After nearly 13 years representing the 21st Assembly District, State Rep. Jessie Rodriguez (R-Oak Creek) announced Thursday she will not seek reelection this fall. She described the work as rewarding but demanding and said she wants to spend more time with her family. Her exit turns the 21st into a highly contested open seat and adds to a string of incumbent departures that could complicate the battle for control of the state Assembly this fall.
In a statement to WTMJ, Rodriguez called the role "rewarding but demanding" and said that after years at the Capitol she needs to prioritize family. She was first elected in a 2013 special election and has held the seat ever since, according to TMJ4. The move closes a long chapter for the Oak Creek lawmaker and scrambles local campaign plans heading into the August primary and November general election.

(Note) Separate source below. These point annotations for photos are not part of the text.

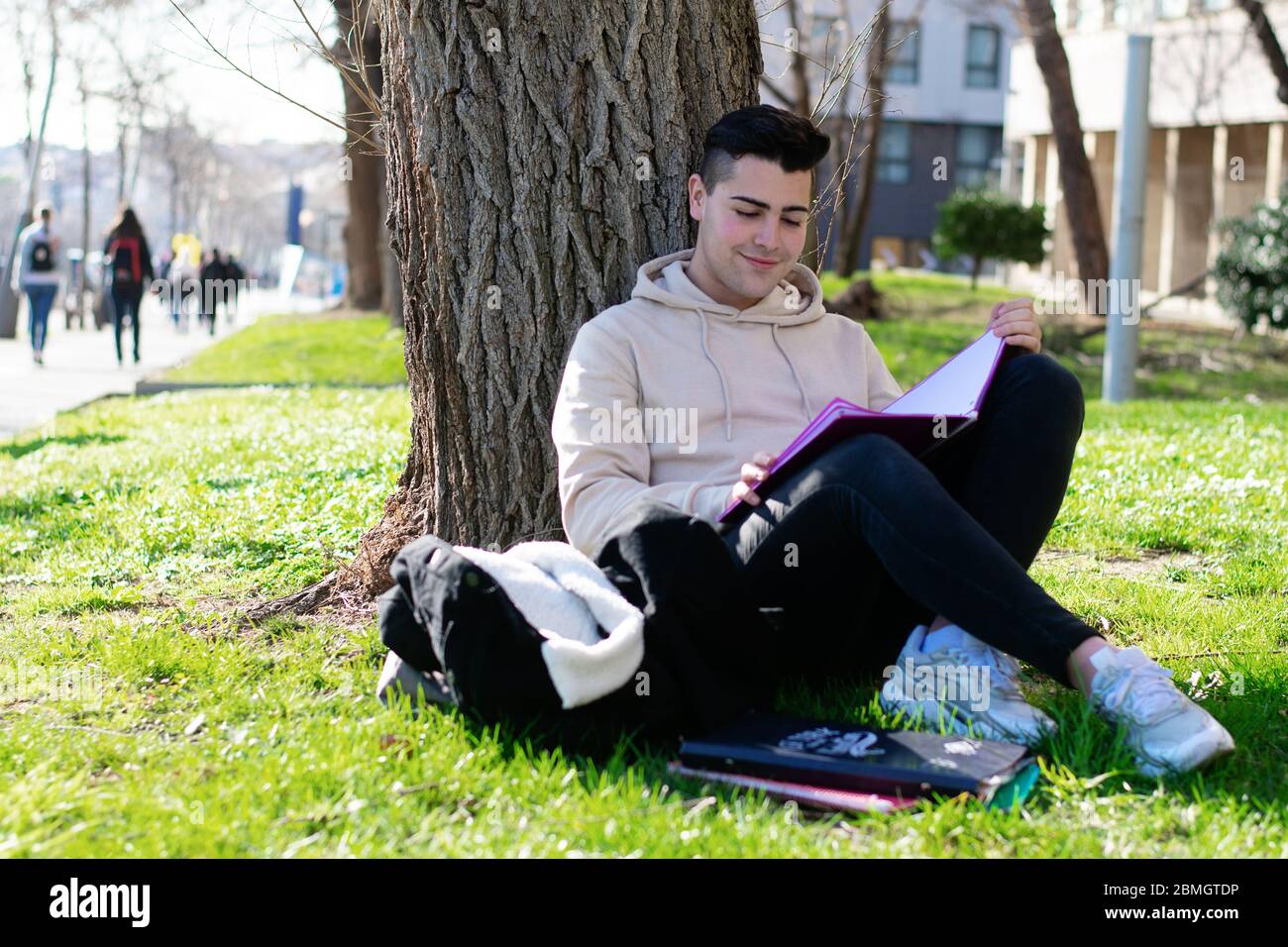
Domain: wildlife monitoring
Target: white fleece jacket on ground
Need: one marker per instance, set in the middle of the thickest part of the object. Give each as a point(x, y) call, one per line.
point(566, 596)
point(670, 393)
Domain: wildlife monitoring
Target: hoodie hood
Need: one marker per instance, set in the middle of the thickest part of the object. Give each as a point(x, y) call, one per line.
point(795, 300)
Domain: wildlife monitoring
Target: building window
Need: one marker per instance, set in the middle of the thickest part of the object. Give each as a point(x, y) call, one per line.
point(983, 56)
point(974, 155)
point(906, 42)
point(894, 154)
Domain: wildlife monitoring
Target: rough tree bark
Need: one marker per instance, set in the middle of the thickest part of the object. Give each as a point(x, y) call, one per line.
point(1081, 206)
point(537, 154)
point(365, 232)
point(1265, 33)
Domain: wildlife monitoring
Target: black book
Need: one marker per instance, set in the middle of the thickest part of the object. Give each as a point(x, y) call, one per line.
point(851, 757)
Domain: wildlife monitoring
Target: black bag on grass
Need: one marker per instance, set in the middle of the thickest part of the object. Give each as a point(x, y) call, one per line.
point(704, 643)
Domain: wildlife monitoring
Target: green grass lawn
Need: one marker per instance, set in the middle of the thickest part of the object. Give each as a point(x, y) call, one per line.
point(143, 718)
point(335, 348)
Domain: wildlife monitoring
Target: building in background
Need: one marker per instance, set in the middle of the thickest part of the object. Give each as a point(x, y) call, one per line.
point(1216, 144)
point(945, 94)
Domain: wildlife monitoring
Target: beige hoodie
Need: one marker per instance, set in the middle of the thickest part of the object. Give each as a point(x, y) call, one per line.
point(670, 393)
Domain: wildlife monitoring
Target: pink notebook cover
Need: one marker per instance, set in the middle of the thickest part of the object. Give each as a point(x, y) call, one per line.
point(819, 796)
point(952, 392)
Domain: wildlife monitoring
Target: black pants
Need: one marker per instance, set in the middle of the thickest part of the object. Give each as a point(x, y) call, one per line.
point(125, 302)
point(868, 541)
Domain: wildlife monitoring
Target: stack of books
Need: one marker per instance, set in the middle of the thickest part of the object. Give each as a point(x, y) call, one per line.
point(840, 766)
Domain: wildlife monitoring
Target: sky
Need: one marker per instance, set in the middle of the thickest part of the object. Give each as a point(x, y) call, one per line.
point(262, 37)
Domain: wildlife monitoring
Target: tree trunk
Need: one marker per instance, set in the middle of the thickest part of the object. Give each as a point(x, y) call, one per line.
point(365, 232)
point(1080, 188)
point(857, 219)
point(390, 281)
point(1274, 53)
point(537, 155)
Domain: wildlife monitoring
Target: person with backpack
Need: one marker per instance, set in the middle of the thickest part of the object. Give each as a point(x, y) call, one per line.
point(213, 286)
point(233, 273)
point(129, 268)
point(38, 275)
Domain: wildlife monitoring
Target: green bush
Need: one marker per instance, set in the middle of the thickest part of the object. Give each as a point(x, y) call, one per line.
point(1252, 265)
point(988, 226)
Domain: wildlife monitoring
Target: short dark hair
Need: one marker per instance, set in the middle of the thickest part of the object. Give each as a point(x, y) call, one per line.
point(765, 132)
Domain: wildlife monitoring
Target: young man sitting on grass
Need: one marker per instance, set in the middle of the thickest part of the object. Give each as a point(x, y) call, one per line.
point(867, 541)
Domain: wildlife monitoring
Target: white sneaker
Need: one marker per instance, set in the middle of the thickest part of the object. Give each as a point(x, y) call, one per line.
point(1166, 729)
point(961, 688)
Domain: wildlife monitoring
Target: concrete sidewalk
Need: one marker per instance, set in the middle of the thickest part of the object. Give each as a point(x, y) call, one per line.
point(80, 365)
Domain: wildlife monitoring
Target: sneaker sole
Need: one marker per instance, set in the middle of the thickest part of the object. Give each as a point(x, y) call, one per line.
point(1203, 748)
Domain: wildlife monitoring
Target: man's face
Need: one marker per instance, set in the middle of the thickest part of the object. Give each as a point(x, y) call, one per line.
point(752, 226)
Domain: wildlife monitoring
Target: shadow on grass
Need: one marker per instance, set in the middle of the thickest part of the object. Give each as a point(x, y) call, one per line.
point(21, 449)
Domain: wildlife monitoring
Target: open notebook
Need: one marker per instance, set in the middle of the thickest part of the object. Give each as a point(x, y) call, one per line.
point(927, 414)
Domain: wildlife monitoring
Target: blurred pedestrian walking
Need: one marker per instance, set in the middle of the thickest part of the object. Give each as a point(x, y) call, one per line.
point(38, 275)
point(129, 266)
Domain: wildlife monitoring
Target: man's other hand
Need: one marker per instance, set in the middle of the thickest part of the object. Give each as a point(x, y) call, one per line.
point(751, 475)
point(1016, 321)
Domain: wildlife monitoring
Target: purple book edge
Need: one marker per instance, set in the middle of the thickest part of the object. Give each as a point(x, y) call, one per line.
point(811, 429)
point(820, 796)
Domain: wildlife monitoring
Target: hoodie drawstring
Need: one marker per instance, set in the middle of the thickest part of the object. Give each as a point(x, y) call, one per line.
point(800, 386)
point(724, 386)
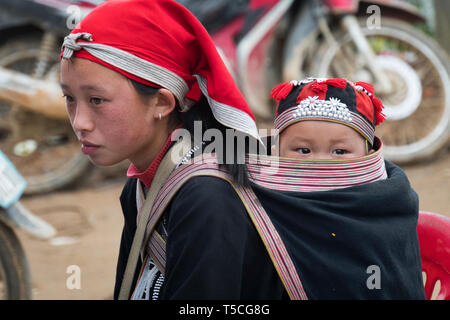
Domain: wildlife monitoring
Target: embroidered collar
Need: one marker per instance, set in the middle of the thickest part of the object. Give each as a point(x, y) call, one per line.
point(146, 177)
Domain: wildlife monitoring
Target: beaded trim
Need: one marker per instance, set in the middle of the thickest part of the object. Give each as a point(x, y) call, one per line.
point(332, 108)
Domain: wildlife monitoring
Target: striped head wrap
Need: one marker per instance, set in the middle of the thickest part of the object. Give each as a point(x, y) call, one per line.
point(336, 100)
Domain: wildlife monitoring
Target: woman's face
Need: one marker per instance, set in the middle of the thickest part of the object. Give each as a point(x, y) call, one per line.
point(110, 119)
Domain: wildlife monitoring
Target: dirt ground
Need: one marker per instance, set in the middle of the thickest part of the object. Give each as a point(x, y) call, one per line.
point(88, 221)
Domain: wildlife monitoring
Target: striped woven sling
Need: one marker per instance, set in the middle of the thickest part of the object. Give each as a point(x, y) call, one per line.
point(270, 172)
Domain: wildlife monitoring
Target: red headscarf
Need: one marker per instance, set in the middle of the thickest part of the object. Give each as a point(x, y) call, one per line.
point(162, 44)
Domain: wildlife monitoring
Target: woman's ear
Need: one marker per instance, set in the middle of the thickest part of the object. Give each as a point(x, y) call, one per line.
point(165, 102)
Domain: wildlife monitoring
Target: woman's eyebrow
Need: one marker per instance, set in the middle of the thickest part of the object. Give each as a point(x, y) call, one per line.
point(92, 87)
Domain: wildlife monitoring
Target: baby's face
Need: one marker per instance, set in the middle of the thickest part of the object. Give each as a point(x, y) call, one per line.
point(321, 140)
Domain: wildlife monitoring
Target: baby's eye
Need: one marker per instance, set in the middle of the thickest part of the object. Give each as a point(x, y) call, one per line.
point(68, 98)
point(339, 152)
point(96, 101)
point(303, 150)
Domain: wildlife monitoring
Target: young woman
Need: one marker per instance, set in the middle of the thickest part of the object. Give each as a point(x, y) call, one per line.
point(132, 72)
point(135, 71)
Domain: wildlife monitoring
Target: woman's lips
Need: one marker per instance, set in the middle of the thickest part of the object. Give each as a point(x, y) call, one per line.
point(88, 147)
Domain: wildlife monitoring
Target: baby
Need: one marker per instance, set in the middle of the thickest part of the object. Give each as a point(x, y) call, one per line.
point(326, 119)
point(348, 210)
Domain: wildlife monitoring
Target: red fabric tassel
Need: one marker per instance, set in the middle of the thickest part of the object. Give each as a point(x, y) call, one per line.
point(336, 82)
point(378, 110)
point(319, 87)
point(281, 91)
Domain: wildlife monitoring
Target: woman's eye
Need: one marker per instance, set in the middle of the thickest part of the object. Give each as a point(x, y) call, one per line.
point(97, 101)
point(339, 152)
point(303, 150)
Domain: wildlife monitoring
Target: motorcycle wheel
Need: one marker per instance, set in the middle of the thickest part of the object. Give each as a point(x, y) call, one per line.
point(15, 280)
point(45, 151)
point(418, 108)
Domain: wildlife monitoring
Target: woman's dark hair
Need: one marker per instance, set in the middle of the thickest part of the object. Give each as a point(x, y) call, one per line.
point(201, 111)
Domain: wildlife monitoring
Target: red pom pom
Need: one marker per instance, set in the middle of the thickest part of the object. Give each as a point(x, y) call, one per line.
point(337, 82)
point(281, 91)
point(366, 86)
point(378, 108)
point(319, 87)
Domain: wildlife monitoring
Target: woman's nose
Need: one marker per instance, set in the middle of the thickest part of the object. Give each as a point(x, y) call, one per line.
point(82, 120)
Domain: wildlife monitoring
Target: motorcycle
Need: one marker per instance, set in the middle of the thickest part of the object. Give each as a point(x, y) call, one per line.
point(372, 41)
point(262, 42)
point(15, 279)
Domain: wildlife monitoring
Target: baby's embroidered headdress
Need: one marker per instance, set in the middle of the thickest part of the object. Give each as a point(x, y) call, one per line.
point(336, 100)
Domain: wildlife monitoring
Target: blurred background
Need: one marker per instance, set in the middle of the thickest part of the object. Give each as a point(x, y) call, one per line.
point(402, 47)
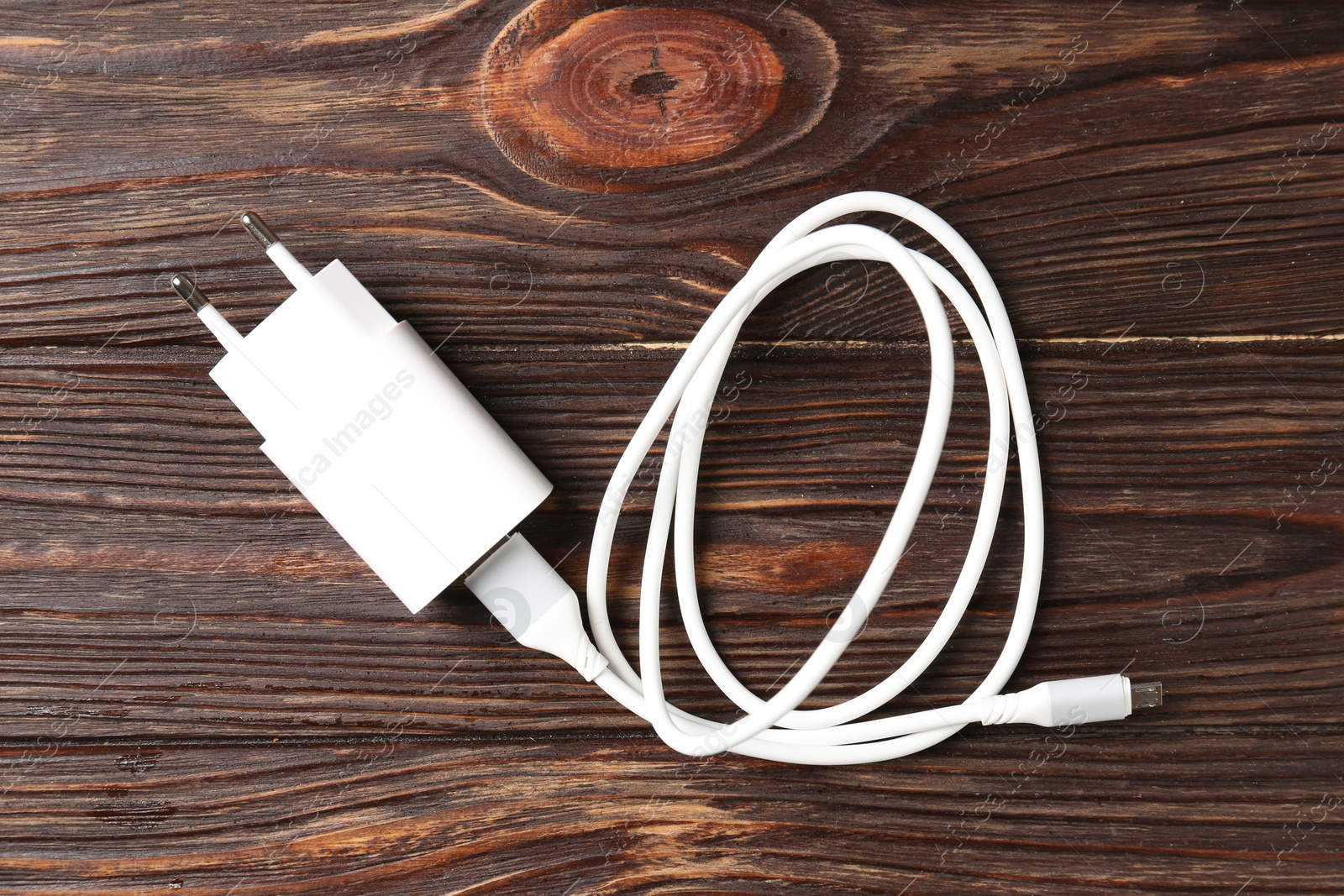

What It Means For The Fall
Rodriguez's decision creates an open seat in a district Democrats have already marked as winnable, and it lands in the middle of a broader wave of retirements that has turned several Assembly races into real fights. Republicans currently hold a 54-45 majority in the chamber, a slim edge that makes each open district consequential, a point highlighted by local reporters at WUWM. In practical terms, an incumbent walking away from a suburban Milwaukee seat is the kind of thing that attracts outside money and attention from both parties almost overnight.
Who's Already Filed
Oak Creek Mayor Dan Bukiewicz has already launched a campaign for the 21st and is asking for volunteers and donations on his campaign site, according to Dan Bukiewicz's campaign. Community organizer David Liners is also in the race and has been publicly endorsed by the Wisconsin Electoral Socialists, per an Urban Milwaukee press release. Those announcements set up a Democratic primary, while Republicans now have to settle on a nominee to defend a seat that has been competitive in recent election cycles.
Background On Rodriguez’s Tenure
Rodriguez rose through the GOP caucus after winning the 2013 special election and went on to take key fiscal assignments. She has served on the powerful Joint Committee on Finance and was reappointed to that panel in recent sessions, according to WisPolitics. Colleagues credit her committee work with making her a regular at budget negotiations and a reliable vote on regional infrastructure priorities.
What's Next
The partisan primary for state legislative seats is scheduled for August 11, 2026, with the general election set for November 3, 2026, according to the statewide election calendar on Wikipedia. Oak Creek voters can also look to the city's election schedule for local details as campaigns pivot into summer organizing and fundraising.
The candidate field is still forming, and platforms are not yet fully drawn. This story will be updated as more contenders step forward and outline how they plan to pitch this suddenly high-stakes seat that could help determine which party runs the Assembly next year.